The first thing that hits you when you get back to India is the searing, unbearable heat — 40 degrees Celsius in the dead of the night! And you are promptly told that this is still better and that it is the hottest summer in 100 years when Delhi touched 48 degrees, will continue to combust and that rains are after all a figment of your wishful thinking.

The next thing that nixes you even more is a driver who is honking as if Earth is coming to an end. Nothing and no-one can tell him why he should not be doing so. Coming from the West Indies where it is the other extreme (they will stand in a row of cars for donkey’s years and never ever overtake or honk), this is quite something that unsettles you — even if you have been away from the rough and tumble of India for just about a month.

Talking of India and things Indian, (even though it is the best thing in life to be back in your mother country and home etc), the unnerving thing is the incorrigible habits that Indians carry all around our nation.

The most surprising thing that you notice outside is that these same Indians turn into very law obedient, civic conscious human beings when they go outside India.

So, you will see Indians first, not rushing across if the pedestrian light is red and then, smiling at everyone around them, which is quite a foreign trait otherwise. They do not ever honk or overtake or not adhere to the speed limit. But once back — for work or holiday in India — they become like men and women quite not in control. They scream, shout, laugh loudly, sometimes not even flush the toilet! Ask them why this is so and they do have an explanation.

As one diabetes specialist all the way from Atlanta said while on the plane to India: “All this is because we follow all restrictions and guidelines in our adopted country as we know there are no contacts, no clout and no amount of bribe that will work there. Here, we just let go because naturally we are chaotic people and what do we do this DNA of ours? After all we also need to relax and be ourselves and the only place we can be so is back in India where everything chalta hai.”

Actually, he does have a point. It was really quite a relief to finally arrive at the check-in counter of a flight going to India. Besides it being totally noisy, full and low on etiquettes (the guy next to me threw my luggage into another row of chairs as I was checking in and it took quite some time for me to find it). But strangely it was like coming home in Chicago itself. You may not agree with me, but you do heave a sigh of relief, telling yourself “OK, here I am on a more familiar territory.”

With foreigners for most part of my journey (not many from India reach the West Indies after a 30-hour flight and three time zones, not to mention the harrowing costs), I realised how ‘to themselves’ they actually are. No one, quite unlike us nosy souls, will ever ask you a question. They will smile at you but that’s the end of any interaction you will have with them unless you make a beginning. In a way, this super-human self-containment is a different kind of relief but it gets to you and you do understand then why loneliness is such a big doctoral business all over the West.

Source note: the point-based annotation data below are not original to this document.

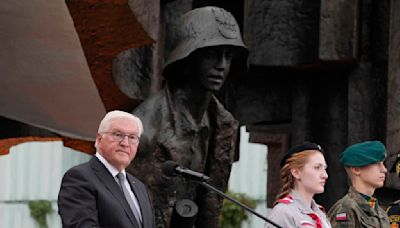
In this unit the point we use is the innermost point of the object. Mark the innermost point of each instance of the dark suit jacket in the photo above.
(90, 197)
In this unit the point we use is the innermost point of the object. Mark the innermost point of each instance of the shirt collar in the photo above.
(109, 167)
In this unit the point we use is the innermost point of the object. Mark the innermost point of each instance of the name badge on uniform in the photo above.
(305, 223)
(341, 217)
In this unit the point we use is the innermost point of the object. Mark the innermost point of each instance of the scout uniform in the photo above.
(293, 212)
(355, 209)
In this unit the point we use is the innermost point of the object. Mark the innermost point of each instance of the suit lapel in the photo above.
(142, 199)
(109, 182)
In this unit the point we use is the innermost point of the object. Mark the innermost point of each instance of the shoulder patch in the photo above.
(341, 217)
(286, 200)
(305, 223)
(322, 208)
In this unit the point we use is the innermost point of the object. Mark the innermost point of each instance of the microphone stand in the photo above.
(208, 186)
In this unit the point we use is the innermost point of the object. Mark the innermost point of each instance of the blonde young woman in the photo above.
(303, 174)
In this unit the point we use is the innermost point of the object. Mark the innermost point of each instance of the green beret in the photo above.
(362, 154)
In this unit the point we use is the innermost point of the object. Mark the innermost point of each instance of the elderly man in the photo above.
(185, 122)
(100, 193)
(359, 208)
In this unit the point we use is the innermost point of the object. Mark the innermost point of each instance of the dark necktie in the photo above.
(317, 220)
(121, 179)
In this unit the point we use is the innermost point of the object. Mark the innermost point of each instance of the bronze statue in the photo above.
(185, 122)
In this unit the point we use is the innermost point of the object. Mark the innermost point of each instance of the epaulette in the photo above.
(286, 200)
(397, 202)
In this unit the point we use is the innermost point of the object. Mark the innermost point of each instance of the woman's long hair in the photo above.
(296, 161)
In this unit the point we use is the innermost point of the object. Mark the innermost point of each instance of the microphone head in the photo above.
(168, 168)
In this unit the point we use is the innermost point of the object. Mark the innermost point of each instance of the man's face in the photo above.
(373, 175)
(119, 153)
(212, 65)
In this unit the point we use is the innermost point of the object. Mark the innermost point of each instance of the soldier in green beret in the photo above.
(363, 163)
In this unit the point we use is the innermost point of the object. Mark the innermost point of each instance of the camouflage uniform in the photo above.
(354, 211)
(293, 212)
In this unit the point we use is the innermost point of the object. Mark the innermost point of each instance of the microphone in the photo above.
(172, 169)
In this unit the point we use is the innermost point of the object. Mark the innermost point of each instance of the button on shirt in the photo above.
(114, 173)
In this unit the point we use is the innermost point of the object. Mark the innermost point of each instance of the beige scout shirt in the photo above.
(293, 212)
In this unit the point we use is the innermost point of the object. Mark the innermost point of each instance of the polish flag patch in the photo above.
(288, 199)
(341, 217)
(305, 223)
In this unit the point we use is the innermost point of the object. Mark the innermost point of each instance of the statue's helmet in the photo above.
(204, 27)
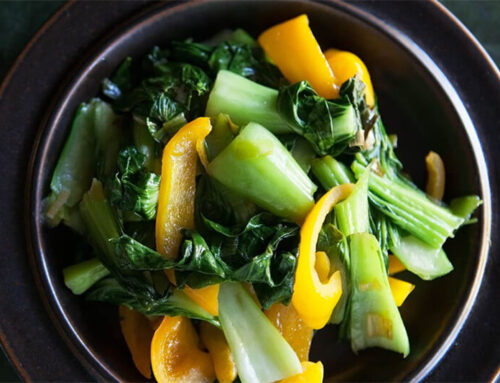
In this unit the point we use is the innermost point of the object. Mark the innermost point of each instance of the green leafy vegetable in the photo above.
(134, 189)
(300, 149)
(245, 101)
(257, 166)
(330, 126)
(263, 253)
(125, 286)
(352, 214)
(331, 172)
(411, 209)
(75, 167)
(374, 319)
(421, 259)
(173, 303)
(243, 58)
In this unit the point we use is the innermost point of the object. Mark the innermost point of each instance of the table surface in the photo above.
(19, 20)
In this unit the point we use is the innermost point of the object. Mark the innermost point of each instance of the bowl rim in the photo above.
(33, 185)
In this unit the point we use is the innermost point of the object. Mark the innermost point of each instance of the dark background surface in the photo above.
(19, 20)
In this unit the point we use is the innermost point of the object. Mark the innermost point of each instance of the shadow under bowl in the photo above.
(417, 103)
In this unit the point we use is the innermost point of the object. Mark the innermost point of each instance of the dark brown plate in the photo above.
(437, 90)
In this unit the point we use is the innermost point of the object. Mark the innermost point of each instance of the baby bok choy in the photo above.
(257, 166)
(260, 352)
(374, 319)
(245, 101)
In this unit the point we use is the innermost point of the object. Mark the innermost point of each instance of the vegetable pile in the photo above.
(240, 194)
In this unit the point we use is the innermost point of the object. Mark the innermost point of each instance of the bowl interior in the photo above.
(413, 106)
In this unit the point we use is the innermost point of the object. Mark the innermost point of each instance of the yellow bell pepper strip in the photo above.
(400, 290)
(314, 300)
(214, 340)
(138, 332)
(176, 199)
(435, 176)
(294, 49)
(322, 266)
(395, 265)
(176, 355)
(292, 327)
(178, 186)
(311, 373)
(345, 65)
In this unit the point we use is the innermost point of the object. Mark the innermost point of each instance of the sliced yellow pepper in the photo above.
(314, 300)
(400, 290)
(322, 266)
(294, 49)
(138, 332)
(345, 65)
(395, 265)
(215, 342)
(292, 327)
(311, 373)
(176, 355)
(178, 186)
(176, 200)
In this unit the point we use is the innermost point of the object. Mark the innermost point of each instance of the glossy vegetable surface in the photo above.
(313, 299)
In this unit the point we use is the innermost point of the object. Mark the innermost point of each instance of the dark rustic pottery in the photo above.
(437, 90)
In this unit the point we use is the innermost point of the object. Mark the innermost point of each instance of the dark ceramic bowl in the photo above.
(418, 100)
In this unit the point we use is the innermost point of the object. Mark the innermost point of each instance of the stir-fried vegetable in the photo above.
(257, 166)
(194, 183)
(138, 332)
(374, 319)
(313, 299)
(436, 176)
(294, 38)
(264, 358)
(176, 355)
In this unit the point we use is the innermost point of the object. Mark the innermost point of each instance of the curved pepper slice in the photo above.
(292, 327)
(400, 290)
(138, 332)
(395, 265)
(314, 300)
(178, 186)
(345, 65)
(215, 341)
(176, 356)
(294, 49)
(176, 199)
(311, 373)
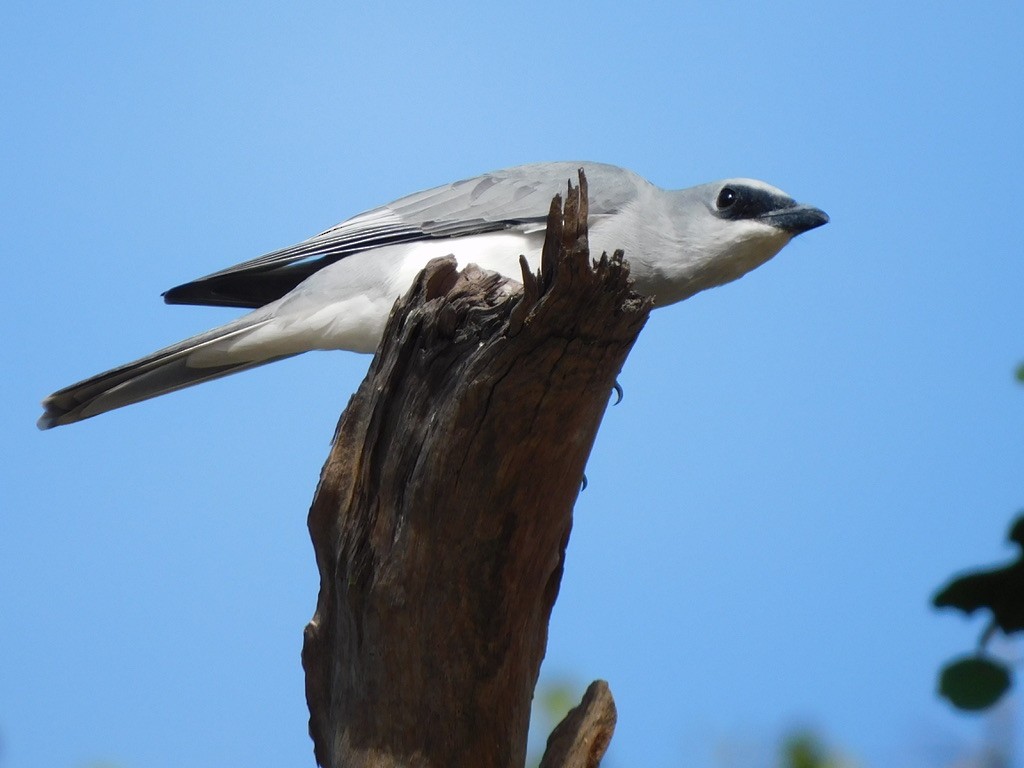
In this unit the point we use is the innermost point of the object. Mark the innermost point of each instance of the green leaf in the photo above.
(974, 683)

In West Indies itself, if you would venture into the residential side of the island, you will see almost every house lining the road having one woman or man sitting all alone in the balcony. Probe further and you will find the person is actually alone and has lived most of his/her life like this. Quite a bothering situation back in India where you are almost always never left alone and sometimes you even indulge in “give me space” demands!

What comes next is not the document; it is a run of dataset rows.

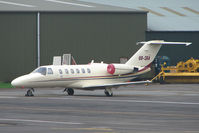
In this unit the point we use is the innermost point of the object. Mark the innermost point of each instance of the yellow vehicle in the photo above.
(183, 72)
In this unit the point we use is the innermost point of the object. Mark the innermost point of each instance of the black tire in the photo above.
(29, 93)
(70, 91)
(162, 80)
(108, 94)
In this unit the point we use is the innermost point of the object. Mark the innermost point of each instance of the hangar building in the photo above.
(169, 20)
(32, 32)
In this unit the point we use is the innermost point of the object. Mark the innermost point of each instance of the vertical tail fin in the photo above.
(146, 54)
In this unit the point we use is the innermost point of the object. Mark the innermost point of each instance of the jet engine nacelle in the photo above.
(115, 69)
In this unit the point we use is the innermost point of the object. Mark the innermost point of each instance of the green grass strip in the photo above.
(5, 85)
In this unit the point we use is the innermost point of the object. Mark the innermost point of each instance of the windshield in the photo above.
(41, 70)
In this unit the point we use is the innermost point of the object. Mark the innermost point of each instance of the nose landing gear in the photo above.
(108, 92)
(70, 91)
(29, 92)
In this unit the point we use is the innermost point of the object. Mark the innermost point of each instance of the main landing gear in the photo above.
(29, 92)
(70, 91)
(108, 92)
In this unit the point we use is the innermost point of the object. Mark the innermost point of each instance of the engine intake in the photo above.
(111, 69)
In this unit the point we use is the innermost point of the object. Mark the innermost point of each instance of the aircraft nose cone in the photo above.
(16, 83)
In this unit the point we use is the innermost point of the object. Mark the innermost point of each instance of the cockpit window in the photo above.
(41, 70)
(50, 71)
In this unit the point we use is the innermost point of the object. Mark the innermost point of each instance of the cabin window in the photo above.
(72, 71)
(77, 70)
(41, 70)
(50, 71)
(83, 70)
(66, 71)
(60, 71)
(88, 70)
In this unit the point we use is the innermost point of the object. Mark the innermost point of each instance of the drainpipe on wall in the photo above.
(38, 39)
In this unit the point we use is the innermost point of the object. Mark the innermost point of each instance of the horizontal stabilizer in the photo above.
(165, 43)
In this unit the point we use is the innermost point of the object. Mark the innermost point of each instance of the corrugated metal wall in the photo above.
(18, 44)
(177, 53)
(100, 36)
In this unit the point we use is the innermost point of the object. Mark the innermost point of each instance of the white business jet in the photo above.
(94, 75)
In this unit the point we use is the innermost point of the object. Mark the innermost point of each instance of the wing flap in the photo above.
(117, 84)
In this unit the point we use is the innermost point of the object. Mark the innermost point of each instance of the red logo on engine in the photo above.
(144, 57)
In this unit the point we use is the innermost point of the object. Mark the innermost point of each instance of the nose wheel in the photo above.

It is this chain of human segregation that makes our PIOs and NRIs such a noisy, talkative lot. The student returning from her post-doctoral studies, could not keep quite even for one minute — from Delhi’s messy traffic to Delhi’s people to Delhi’s ill fate — she had everything to talk about. “That’s why I can’t live in India. They cannot do anything that is in line and in order. It is stressful to even get a telephone in your house,” she said, talking about the corruption that plagues Indians at large.

Well, this is India — and I am not complaining. The other side of the world is too cosmetic, too individualistic, too aggressive and too orderly to fit into. India, I would say, spoils you for life — not just with all the luxuries it gives you but also with the quality of life you get here if you are educated and in a good job.

Back in the US, even the most arrived and highly paid doctor is doing his own cleaning, his own garbage, his own grocery and his own maintenance!